De marges in de branche zijn op het moment klein. Dat komt onder andere door het invoeren van het minimumloon en de hoge energieprijzen voor het koelen van het fruit, zegt Mulders. “Voor de mensen die zelf hun product koelen en die geen zonnepanelen hebben kan het soms wel tot drie of vier keer zo duur worden, of meer.”

Opvolging

Met zo’n situatie is de branche dus niet aantrekkelijk voor eventuele opvolgers. Erik Appelman is bestuurslid van de NFO en heeft als fruitteler in Zwaagdijk zicht op de Noord-Hollandse situatie. “Het vergrijst aan alle kanten en er zijn er maar weinig die straks een opvolger hebben”, schetst hij.

“En als je dan een aantal jaren hebt dat de prijzen minimaal zijn… kijk, wij hebben de grond van onze vaders gekocht. Maar nu is de grond schaars en duurder. Veel kinderen kiezen er nu voor om het bedrijf niet over te nemen.”

Wat de telers zou helpen? Meer Nederlands fruit in de schappen in plaats van uit het buitenland. “Niet alles uit Nieuw-Zeeland of Brazilië halen”, zegt Hester Jonk. “We hebben zo’n mooi product, we zijn goed in wat we doen.
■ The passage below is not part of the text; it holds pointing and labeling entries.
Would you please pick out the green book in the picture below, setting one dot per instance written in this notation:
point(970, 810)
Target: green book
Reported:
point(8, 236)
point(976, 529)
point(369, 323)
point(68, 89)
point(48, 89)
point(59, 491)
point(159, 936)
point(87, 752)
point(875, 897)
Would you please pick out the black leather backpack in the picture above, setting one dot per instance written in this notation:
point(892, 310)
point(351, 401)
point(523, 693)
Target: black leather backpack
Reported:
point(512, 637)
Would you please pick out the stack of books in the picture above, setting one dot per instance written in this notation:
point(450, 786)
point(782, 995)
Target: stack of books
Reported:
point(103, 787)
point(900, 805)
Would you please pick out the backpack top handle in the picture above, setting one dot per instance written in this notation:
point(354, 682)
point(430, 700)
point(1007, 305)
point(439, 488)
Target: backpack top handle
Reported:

Waarom zou het dan per vliegtuig of per boot moeten komen als we het hier, maximaal vijftig kilometer er vandaan, kunnen regelen? Als het zo doorgaat denk ik dat we straks al ons fruit uit het buitenland halen.”
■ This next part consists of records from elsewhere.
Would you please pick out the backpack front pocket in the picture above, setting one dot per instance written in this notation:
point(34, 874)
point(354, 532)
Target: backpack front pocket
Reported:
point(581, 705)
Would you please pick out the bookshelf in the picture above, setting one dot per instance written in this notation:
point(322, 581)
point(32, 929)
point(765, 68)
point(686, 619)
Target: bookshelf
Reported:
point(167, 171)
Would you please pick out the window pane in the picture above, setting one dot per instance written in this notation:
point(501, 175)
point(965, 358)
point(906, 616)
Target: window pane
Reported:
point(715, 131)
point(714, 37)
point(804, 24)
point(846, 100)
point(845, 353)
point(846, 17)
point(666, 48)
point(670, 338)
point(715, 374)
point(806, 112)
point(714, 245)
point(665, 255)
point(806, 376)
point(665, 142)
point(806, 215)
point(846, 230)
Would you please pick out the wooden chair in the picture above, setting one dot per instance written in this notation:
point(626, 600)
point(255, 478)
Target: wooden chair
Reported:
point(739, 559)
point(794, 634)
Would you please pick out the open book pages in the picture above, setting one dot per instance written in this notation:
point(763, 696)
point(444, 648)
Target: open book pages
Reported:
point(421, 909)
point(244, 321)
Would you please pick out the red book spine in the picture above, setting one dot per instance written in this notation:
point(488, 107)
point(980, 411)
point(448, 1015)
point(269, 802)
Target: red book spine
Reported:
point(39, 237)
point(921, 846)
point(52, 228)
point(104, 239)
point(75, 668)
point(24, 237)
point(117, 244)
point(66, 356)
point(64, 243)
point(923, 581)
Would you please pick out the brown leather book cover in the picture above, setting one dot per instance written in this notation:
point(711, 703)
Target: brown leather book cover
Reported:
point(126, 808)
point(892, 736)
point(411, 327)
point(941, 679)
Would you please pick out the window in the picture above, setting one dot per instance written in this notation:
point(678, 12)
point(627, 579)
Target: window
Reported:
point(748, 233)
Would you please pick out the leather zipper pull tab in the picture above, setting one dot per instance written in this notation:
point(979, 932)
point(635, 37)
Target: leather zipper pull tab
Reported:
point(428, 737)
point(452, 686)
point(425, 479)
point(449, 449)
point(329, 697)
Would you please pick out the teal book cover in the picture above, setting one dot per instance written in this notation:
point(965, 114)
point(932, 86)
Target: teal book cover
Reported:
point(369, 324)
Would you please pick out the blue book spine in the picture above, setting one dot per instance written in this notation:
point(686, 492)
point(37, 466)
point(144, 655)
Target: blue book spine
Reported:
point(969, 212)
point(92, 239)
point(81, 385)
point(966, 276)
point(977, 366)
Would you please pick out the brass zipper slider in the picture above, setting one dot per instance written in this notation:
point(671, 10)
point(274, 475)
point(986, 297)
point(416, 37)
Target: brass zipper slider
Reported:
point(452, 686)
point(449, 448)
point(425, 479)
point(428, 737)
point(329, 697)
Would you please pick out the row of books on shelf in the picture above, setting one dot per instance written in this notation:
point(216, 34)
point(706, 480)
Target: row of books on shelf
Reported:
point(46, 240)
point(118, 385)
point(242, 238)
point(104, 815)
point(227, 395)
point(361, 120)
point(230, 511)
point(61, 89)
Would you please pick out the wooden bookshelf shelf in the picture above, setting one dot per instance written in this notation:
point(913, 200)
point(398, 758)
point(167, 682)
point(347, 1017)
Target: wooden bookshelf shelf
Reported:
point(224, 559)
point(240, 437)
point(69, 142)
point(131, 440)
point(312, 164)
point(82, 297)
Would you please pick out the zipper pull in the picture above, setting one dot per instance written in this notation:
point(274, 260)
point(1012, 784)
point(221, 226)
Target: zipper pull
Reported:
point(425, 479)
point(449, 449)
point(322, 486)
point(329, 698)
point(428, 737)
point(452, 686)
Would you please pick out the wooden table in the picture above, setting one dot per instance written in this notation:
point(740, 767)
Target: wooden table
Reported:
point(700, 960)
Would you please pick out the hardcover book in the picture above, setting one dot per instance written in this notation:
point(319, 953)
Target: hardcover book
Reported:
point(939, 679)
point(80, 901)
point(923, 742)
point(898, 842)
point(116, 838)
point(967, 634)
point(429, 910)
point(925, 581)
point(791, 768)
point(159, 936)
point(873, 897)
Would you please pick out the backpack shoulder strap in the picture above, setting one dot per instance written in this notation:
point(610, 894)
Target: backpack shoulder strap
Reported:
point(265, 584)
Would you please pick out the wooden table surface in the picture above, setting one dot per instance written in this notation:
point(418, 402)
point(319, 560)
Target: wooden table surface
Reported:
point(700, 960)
Voorzitter van de NFO Ron Mulders: “In Nederland zijn we een handelsland en we kopen gewoon producten waar ze het goedkoopst zijn.” In het buitenland is er een kentering gaande, zegt hij. “In Engeland is het ‘buy British’ en als je in Frankrijk op vakantie gaat zie je in de supermarkt heel veel uit Frankrijk liggen. Dat is een soort ‘voedselchauvinisme’, zo zou je dat kunnen zeggen.” Volgens hem wordt er op dit moment wel gepraat met verschillende Nederlandse supermarkten die open staan voor meer producten uit eigen land.

Laatste bomen weg

Terug naar Middenbeemster. Daar zijn nog twee weekenden plukdagen en dan gaan de laatste bomen eruit. “Het is heel dubbel”, zucht Hester. “Aan de ene kant denk je: het is ook wel een afsluiting. Je hebt ze zelf geplant en je ruimt het zelf weer op. Maar we hadden allemaal graag gezien dat er opvolging mogelijk was en dat het bedrijf waar je zo hard voor hebt gewerkt kon doorgaan.”